An essential prerequisite of SICS is that the server is up and running. The system is configured to restart the SICServer whenever it fails. Only after a reboot or when the keepalive processes were killed (see below) the SICServer must be restarted. This is done for all instruments by typing:

monit
at the command prompt. startsics actually starts two programs: one is the replicator application which is responsible for the automatic copying of data files to the laboratory server. The other is the SICS server. Both programs are started by means of a shell script called keepalive. keepalive is basically an endless loop which calls the program again and again and thus ensures that the program will never stop running.

When the SICS server hangs, or you want to enforce an reinitialization of everything the server process must be killed. This can be accomplished either manually or through a shell script.

Stopping SICS

All SICS processes can be stopped through the commands:

monit stop all
monit quit
given at the unix command line. You must be the instrument user (for example DMC) on the instrument computer for this to work properly.

Restart Everything

If nothing seems to work any more, no connections can be obtained etc, then the next guess is to restart everything. This is especially necessary if mechanics or electronics people were closer to the instrument then 400 meters.

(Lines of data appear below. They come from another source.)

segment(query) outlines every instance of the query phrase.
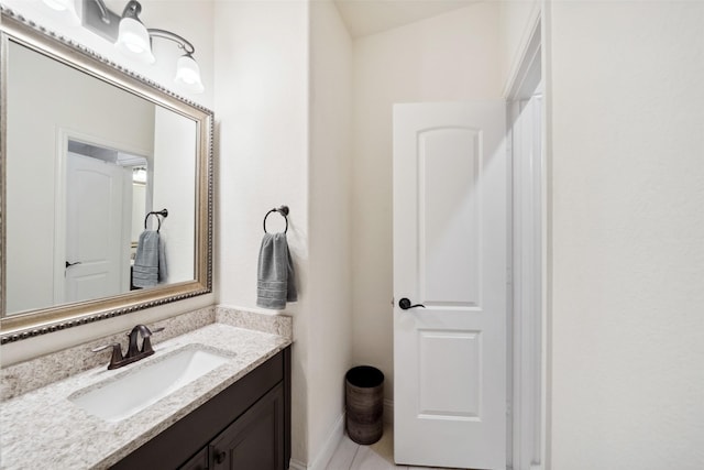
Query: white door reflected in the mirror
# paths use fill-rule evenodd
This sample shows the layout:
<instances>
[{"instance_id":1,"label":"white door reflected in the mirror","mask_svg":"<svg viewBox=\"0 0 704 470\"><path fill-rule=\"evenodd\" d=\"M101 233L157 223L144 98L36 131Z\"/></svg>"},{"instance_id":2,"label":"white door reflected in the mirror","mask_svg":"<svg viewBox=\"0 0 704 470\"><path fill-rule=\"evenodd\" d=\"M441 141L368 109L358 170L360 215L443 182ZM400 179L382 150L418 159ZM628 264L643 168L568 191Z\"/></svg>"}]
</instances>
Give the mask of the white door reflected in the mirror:
<instances>
[{"instance_id":1,"label":"white door reflected in the mirror","mask_svg":"<svg viewBox=\"0 0 704 470\"><path fill-rule=\"evenodd\" d=\"M123 225L131 209L131 168L69 152L66 164L66 263L64 302L127 292L129 258ZM74 264L76 263L76 264Z\"/></svg>"}]
</instances>

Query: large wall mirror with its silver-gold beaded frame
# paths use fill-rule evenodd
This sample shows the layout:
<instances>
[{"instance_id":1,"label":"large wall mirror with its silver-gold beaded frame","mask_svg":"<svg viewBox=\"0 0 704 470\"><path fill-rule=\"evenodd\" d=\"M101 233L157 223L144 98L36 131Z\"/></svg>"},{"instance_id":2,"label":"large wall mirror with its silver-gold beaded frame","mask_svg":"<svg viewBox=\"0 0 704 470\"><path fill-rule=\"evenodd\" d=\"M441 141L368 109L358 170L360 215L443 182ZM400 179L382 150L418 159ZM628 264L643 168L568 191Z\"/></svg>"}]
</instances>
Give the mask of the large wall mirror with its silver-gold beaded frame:
<instances>
[{"instance_id":1,"label":"large wall mirror with its silver-gold beaded frame","mask_svg":"<svg viewBox=\"0 0 704 470\"><path fill-rule=\"evenodd\" d=\"M2 343L211 292L212 112L0 28Z\"/></svg>"}]
</instances>

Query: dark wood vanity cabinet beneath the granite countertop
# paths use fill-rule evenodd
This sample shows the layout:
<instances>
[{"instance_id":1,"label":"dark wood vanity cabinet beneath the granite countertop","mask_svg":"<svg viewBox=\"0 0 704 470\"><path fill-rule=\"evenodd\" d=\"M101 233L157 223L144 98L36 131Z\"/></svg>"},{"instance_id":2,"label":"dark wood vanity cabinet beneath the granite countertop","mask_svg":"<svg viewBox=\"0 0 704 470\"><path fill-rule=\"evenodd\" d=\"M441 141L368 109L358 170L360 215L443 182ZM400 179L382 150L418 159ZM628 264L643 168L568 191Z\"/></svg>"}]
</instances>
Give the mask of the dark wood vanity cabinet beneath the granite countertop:
<instances>
[{"instance_id":1,"label":"dark wood vanity cabinet beneath the granite countertop","mask_svg":"<svg viewBox=\"0 0 704 470\"><path fill-rule=\"evenodd\" d=\"M113 468L286 470L289 459L290 347Z\"/></svg>"}]
</instances>

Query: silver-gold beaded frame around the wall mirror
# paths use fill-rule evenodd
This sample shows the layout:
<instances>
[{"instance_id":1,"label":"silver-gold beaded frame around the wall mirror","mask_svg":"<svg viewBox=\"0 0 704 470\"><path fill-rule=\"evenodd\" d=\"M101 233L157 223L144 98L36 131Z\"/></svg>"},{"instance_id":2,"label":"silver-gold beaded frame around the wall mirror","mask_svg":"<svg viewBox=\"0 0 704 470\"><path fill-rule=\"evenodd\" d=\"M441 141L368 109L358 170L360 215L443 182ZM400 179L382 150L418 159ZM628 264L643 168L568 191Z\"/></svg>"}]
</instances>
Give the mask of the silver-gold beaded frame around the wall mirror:
<instances>
[{"instance_id":1,"label":"silver-gold beaded frame around the wall mirror","mask_svg":"<svg viewBox=\"0 0 704 470\"><path fill-rule=\"evenodd\" d=\"M193 119L197 125L195 278L112 297L65 304L4 316L7 292L7 76L8 48L13 41L105 83L140 96L169 111ZM212 111L188 101L156 83L136 75L70 40L0 6L0 342L2 345L85 325L144 308L212 292Z\"/></svg>"}]
</instances>

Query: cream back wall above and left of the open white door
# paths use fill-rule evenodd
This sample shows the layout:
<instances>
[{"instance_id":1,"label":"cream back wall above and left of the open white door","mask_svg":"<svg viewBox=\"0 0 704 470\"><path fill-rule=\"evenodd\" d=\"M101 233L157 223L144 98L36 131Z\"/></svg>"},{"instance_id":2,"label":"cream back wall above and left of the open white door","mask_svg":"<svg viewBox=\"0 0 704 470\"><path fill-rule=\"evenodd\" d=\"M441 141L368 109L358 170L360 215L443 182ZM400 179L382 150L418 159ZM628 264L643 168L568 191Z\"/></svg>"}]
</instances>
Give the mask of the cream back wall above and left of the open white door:
<instances>
[{"instance_id":1,"label":"cream back wall above and left of the open white door","mask_svg":"<svg viewBox=\"0 0 704 470\"><path fill-rule=\"evenodd\" d=\"M393 397L392 106L501 97L497 3L477 3L354 43L353 362Z\"/></svg>"}]
</instances>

  1. Reboot the histogram memory. It has a tiny button labelled RST. That' s the one. Can be operated with a hairpin, a ball point pen or the like.
  2. Wait 5 minutes.
  3. Restart the SICServer. Watch for any messages about things not being connected or configured.
  4. Restart and reconnect the client programs.
If this fails (even after a second) time there may be a network problem which can not be resolved by simple means.

Checking SICS Startup

Sometimes it happens that the SICServer hangs while starting up or hardware components are not properly initialized. In such cases it is useful to look at the SICS servers startup messages. On the instrument account issue the commands:

monit stop sicsserver
cd inst_sics
./SICServer inst.tcl | more
Replace inst with the name of the appropriate instrument in lower case. For example, from the home directory of the hrpt account on the computer hrpt:
cd
monit stop sicsserver
cd hrpt_sics
./SICServer hrpt.tcl | more
This allows to page through SICS startup messages and will help to identify the troublesome component. The proceed to check the component and the connections to it.

HELP debugging!!!!

The SICS server hanging or crashing should not happen. In order to sort such problems out it is very helpful if any available debugging information is saved and presented to the programmers. Information available are the log files as written continously by the SICS server and posssible core files lying around. They have just this name: core.pid, where pid is the process identification number. In order to save them create a new directory (for example dump2077) and copy the stuff in there. This looks like:

/home/DMC> mkdir dump2077
/home/DMC> cp log/*.log dump2077
/home/DMC> cp core.2077 dump2077
The /home/DMC> is just the command prompt. Please note, that core files are only available after crashes of the server. These few commands will help to analyse the cause of the problem and to eventually resolve it.